The founding fathers believed that the right to freedom was the most prevalent point of the United States Constitution: establishing freedom of speech, press, religion, etc. as the first amendment. Since then, freedom of the press has been practiced by news outlets across the country with no limitation on what can and can not be written or published.
On February 26, 2025, Jeff Bezos, current owner of the Washington Post, limited that right. He declared that the Washington Post was only going to cover topics which agree with and/or cover “personal liberties and free markets”. Anything that does not align with his ideals on those topics has been restricted from being published in the Post.
That is not free; that is a cage built by a rich dictator who wants to make a political statement at the price of his writers’ liberties.
Freedom of the press is necessary for a functional society, and while these rules don’t apply to every outlet across the nation, they do reflect the growing tensions in our society. This lack of freedom in the Washington Post threatens the freedom of all of us. It threatens the very paper on which I write these words.
Freedom of the press is how this paper exists. Within these pages, we are free to express our opinions, no matter if they oppose the opinions of those who fund us.
Kris Daughters, Journalism advisor, does not agree with every word we write. Especially the opinions we articulate in this very section. There is no world in which every single word I write aligns with Daughters’ ideals. But she lets us write them regardless, because that is freedom of the press.
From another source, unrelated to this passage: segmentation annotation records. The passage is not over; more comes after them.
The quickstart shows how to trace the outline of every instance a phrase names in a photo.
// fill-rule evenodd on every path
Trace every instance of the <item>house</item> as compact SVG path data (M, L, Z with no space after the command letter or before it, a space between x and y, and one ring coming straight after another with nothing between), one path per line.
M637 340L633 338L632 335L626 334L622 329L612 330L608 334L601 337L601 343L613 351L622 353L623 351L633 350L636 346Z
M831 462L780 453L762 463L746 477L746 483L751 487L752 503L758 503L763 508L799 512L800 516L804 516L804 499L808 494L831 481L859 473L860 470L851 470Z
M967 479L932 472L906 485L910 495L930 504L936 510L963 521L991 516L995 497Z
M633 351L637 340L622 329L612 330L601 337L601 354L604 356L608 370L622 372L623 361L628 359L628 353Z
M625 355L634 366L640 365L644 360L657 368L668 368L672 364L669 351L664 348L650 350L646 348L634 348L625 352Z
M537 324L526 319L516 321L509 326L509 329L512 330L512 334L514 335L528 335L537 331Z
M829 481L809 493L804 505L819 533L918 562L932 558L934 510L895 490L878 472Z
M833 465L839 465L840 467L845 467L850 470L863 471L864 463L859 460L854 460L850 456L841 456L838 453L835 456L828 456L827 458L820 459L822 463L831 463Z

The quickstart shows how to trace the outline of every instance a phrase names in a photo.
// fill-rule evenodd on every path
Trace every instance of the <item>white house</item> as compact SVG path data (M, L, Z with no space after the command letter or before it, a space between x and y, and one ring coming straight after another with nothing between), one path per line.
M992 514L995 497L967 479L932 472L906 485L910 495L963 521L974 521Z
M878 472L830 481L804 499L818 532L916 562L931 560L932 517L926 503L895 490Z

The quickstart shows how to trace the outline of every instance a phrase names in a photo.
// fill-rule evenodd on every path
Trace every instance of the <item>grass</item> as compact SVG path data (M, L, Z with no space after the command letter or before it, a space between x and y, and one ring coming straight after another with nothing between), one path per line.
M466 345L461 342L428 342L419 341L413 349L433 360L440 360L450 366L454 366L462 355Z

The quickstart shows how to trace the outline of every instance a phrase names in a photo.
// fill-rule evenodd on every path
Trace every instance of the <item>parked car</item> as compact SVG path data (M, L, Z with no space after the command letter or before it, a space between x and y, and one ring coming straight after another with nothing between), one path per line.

Even Hellen Chung and I, the Opinion section editors, do not agree with every opinion proposed to us. And yet, we let them go to print.
I understand that Bezos owns and funds the Washington Post. But the writers and the readers of the Post have the right to freedom of the press without any if, ands, or buts. While the events at the Post seem isolated, the allowance of Bezos’ actions are a serious threat to every freedom the first amendment is built to protect.
The Washington Post has defied its very own mottos and principals with these new policies.
In 2017, the paper adapted the slogan, “Democracy Dies in Darkness”. If that is so, then the lights have truly gone out within the Washington Post.